AL STALL JR., trainer of DEPARTING (second): "That appears to be him as he's gotten older. He's out there and it seems like he's trying hard but it always seems like there's one to run past him. He's got no excuse that I can see. Everything seems fine on our end. He tried."
Q: Where does he go from here? "He ran in the Fayette last year, and this is Déjà Vu all over again. He was beaten a head by Billy Mott's Cigar Street on the wire last year. I guess we'll just try to get over this and move on."

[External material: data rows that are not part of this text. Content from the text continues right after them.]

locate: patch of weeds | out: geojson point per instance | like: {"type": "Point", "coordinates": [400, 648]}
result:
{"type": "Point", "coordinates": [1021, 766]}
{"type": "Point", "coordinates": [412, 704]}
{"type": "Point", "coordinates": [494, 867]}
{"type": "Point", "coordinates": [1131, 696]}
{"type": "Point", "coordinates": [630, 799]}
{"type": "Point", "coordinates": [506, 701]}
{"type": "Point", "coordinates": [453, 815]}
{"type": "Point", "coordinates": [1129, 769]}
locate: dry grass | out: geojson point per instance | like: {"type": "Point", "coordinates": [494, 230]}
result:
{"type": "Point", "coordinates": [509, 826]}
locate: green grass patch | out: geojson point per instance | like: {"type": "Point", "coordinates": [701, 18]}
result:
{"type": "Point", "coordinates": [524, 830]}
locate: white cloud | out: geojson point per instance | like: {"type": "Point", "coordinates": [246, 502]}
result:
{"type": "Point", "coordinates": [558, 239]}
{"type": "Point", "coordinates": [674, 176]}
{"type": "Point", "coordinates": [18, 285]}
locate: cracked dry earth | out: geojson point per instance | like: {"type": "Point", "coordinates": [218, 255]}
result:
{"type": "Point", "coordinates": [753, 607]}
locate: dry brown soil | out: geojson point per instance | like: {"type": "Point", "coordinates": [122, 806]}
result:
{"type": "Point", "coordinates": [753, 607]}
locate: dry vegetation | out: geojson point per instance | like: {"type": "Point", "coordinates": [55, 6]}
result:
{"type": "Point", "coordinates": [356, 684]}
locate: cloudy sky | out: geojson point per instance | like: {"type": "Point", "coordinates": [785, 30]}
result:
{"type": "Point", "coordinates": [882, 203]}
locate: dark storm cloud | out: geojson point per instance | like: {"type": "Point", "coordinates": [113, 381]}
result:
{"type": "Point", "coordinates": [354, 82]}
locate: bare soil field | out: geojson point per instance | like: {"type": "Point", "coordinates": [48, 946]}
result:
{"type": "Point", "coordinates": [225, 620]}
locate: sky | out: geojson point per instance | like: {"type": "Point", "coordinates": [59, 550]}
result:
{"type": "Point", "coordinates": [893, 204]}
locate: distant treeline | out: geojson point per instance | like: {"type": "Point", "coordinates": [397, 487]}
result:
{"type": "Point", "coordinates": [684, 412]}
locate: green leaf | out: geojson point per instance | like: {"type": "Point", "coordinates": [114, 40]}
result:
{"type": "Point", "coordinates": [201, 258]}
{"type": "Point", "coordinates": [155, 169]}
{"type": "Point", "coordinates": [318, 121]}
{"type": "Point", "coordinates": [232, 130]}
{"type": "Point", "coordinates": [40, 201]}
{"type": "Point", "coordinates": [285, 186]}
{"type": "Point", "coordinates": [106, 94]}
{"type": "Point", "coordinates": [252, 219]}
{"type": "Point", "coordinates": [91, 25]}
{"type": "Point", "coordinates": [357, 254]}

BRIAN HERNANDEZ JR., jockey of DEPARTING (second): "He tries - he ran hard again today. When I called on him turning for home, he picked it up again when I heard the horse (winner Geothermal) coming and I thought he was just going to be able to gut him out and hold him off down the lane. But the other horse just kind of got the best of us late. The race set-up perfect for us as we had two horses in front of us. They were going slow, but they were kind of putting each other away. When we went by them I said, "Well, we're gonna win from here." But that little horse just got the best of us."

SHANE LAVIOLETTE, jockey of SMACK SMACK (third): "Turning for home I thought I had a shot to catch the first two. Then they started getting away from me and my main concern then was to try and stay on for third. But it was a pretty solid effort and I'm sure they (owners Dream Walkin Farm and trainer Don Von Hemel) will be happy with it. He stayed on and he ran pretty good."